Über den Ablauf des „TV-Duells“ zur Bundestagswahl im September gab es zuletzt Streit. Nun haben sich die übertragenden TV-Anstalten mit dem Merkel-Lager geeinigt.

Der Termin für das „TV-Duell“ zwischen Bundeskanzlerin Angela Merkel (CDU) und ihrem Herausforderer Martin Schulz (SPD) ist endgültig nicht mehr gefährdet: Die Politiker stellen sich am Sonntag, 3. September, 20.15 Uhr, den Fragen von ARD, SAT.1, RTL und ZDF. Nun haben sich die erneut zeitgleich übertragenden Fernsehanstalten auch über den Ablauf des TV-Höhepunktes im Bundestagswahlkampf 2017 geeinigt. Kurzum: Es wird keine Änderung im Vergleich zum TV-Duell 2013 (Merkel gegen den SPD-Kandidaten Peer Steinbrück) geben. Die Vertreter der Bundeskanzlerin waren mit geforderten dramaturgischen Veränderungen nicht einverstanden. Sogar eine Teilnahme Merkels war fraglich.

Die vier Fernsehanstalten wollten „Das TV-Duell 2017“ vor der Bundestagswahl am 24. September neu gestalten. Dafür waren für jeweils zwei Moderatorenpaare nach einem gemeinsamen Einstieg jeweils Blöcke von je 45 Minuten vorgesehen. Die Sender hofften so auf eine „klarere Struktur und mehr Raum zu Spontanität und Vertiefung“, wie es in einer gemeinsamen Presseerklärung heißt, die am Dienstag veröffentlicht wurde. Diesen Vorschlag jedoch lehnte Berlin ab.

Um eine Ausstrahlung des „Duells“, der einzigen direkten Konfrontation zwischen Merkel und Schulz, nicht zu gefährden, kehren die einladenden Fernsehanstalten nun zum 2013 praktizierten Modell zurück.

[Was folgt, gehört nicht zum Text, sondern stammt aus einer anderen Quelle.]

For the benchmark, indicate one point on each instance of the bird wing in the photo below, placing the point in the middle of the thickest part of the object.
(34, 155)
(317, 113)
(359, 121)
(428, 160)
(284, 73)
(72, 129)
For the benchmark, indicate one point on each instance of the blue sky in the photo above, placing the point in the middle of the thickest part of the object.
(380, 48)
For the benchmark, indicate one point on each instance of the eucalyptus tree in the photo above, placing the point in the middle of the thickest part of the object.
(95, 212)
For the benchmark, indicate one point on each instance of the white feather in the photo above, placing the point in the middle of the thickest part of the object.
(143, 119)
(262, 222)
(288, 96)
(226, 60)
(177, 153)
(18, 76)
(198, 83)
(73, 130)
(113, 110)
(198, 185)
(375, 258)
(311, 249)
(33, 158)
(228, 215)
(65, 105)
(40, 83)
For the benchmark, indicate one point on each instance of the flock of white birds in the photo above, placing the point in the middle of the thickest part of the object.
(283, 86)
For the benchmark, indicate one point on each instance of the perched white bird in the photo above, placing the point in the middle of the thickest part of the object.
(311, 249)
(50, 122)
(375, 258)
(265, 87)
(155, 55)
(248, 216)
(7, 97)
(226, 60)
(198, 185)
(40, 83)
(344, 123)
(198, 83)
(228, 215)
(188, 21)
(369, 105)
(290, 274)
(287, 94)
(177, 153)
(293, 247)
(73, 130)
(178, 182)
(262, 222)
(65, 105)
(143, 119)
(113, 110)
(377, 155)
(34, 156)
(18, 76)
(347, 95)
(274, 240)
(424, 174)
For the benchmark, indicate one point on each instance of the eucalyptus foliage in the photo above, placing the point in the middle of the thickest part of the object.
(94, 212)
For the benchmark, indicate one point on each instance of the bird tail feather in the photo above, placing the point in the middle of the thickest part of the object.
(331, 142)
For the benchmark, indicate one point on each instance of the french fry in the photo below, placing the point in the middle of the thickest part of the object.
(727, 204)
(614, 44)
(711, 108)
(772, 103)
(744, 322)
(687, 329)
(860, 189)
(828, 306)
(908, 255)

Das bedeutet: Die Moderatorenpaare - Maybrit Illner (ZDF) und Peter Kloeppel (RTL) sowie Sandra Maischberger (ARD) und Claus Strunz (ProSiebenSAT.1) - werden sich mit ihren Fragen wie schon 2013 häufiger abwechseln.

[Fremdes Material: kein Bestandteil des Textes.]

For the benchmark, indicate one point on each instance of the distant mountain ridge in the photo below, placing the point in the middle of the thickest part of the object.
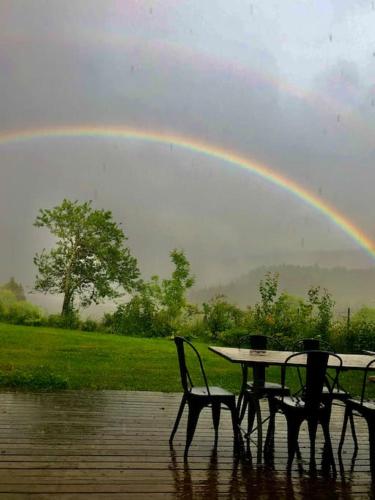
(349, 287)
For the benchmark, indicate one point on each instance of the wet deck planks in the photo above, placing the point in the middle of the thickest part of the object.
(114, 444)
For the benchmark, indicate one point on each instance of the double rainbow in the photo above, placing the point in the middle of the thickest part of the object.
(213, 151)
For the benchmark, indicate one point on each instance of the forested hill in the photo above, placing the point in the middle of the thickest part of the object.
(349, 287)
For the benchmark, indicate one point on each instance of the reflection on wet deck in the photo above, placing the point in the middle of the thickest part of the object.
(114, 444)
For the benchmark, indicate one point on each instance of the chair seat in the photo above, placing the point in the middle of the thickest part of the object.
(268, 387)
(367, 407)
(336, 394)
(293, 403)
(218, 392)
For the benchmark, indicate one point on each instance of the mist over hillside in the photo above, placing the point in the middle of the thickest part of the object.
(349, 287)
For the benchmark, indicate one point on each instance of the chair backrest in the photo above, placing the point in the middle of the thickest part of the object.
(186, 379)
(315, 375)
(312, 344)
(261, 343)
(364, 383)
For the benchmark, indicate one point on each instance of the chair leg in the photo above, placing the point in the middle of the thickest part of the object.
(194, 411)
(343, 432)
(251, 412)
(352, 426)
(269, 443)
(327, 438)
(216, 407)
(178, 418)
(371, 431)
(312, 424)
(235, 424)
(293, 425)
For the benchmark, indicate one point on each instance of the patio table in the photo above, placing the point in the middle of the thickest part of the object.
(252, 357)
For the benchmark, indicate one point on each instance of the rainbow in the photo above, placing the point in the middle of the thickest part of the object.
(213, 151)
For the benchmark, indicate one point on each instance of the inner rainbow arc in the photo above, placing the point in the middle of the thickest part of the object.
(213, 151)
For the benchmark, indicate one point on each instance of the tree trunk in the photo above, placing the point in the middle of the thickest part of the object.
(67, 304)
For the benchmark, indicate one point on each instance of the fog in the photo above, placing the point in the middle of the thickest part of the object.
(287, 84)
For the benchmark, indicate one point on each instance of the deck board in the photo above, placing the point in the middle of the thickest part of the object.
(114, 444)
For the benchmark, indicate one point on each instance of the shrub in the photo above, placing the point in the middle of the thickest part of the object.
(70, 321)
(40, 377)
(89, 325)
(232, 336)
(220, 315)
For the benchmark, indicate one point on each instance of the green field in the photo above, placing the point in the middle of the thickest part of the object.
(33, 358)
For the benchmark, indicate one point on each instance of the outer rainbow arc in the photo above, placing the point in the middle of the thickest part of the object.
(262, 171)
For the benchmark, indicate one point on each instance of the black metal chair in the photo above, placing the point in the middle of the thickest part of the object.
(254, 390)
(316, 344)
(365, 409)
(311, 405)
(198, 398)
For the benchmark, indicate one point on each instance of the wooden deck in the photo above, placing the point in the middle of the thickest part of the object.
(114, 444)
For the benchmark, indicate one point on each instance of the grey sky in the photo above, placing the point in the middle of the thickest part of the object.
(288, 83)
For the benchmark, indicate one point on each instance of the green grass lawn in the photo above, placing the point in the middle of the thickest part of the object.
(50, 358)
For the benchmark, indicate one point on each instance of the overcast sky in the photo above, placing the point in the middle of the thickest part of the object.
(287, 83)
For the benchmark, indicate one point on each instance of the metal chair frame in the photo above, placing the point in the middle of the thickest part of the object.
(358, 408)
(252, 392)
(310, 406)
(198, 398)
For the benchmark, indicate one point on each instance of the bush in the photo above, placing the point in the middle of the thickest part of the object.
(19, 312)
(232, 336)
(37, 378)
(220, 315)
(89, 325)
(193, 329)
(70, 321)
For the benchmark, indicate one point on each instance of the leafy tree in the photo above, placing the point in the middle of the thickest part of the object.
(15, 288)
(220, 315)
(157, 307)
(89, 259)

Am „TV-Duell“ 2013 wurde insbesondere kritisiert, dass es durch den häufigen Wechsel der Fragesteller kaum zu einer Vertiefung brisanter politischer Themen gekommen sei. Da Merkel sowie Steinbrück zudem schräg zueinander positioniert gewesen waren, wäre eine direkte Konfrontation kaum möglich gewesen.

Hohe Wellen im Vorfeld des letzten „TV-Duells“ schlug, dass ProSiebenSat.1 damals ausgerechnet Stefan Raab in die Fernsehdebatte entsendete. Der einstige Unterhaltungsmoderator schlug sich zwischen den Polit-Profis jedoch beachtlich. In diesem Jahr ist Raab nach seinem Abgang aus dem TV-Geschäft freilich nicht mehr dabei. Er wird ersetzt durch Claus Strunz („Akte“). Für die ARD stellt Sandra Maischberger anstelle von zuvor Anne Will die Fragen. Maybrit Illner und Peter Kloeppel hingegen waren bereits 2013 dabei.

Das „TV-Duell“ erreichte bei seiner letzten Ausgabe insgesamt 17,64 Millionen Zuschauer. Der Ausgang damals wurde als nicht eindeutig bewertet. Nach einer Umfrage des Instituts infratest dimap für die ARD empfanden 49 Prozent Steinbrück nach Ende des TV-Duells als Sieger. 44 Prozent sahen Merkel vorn.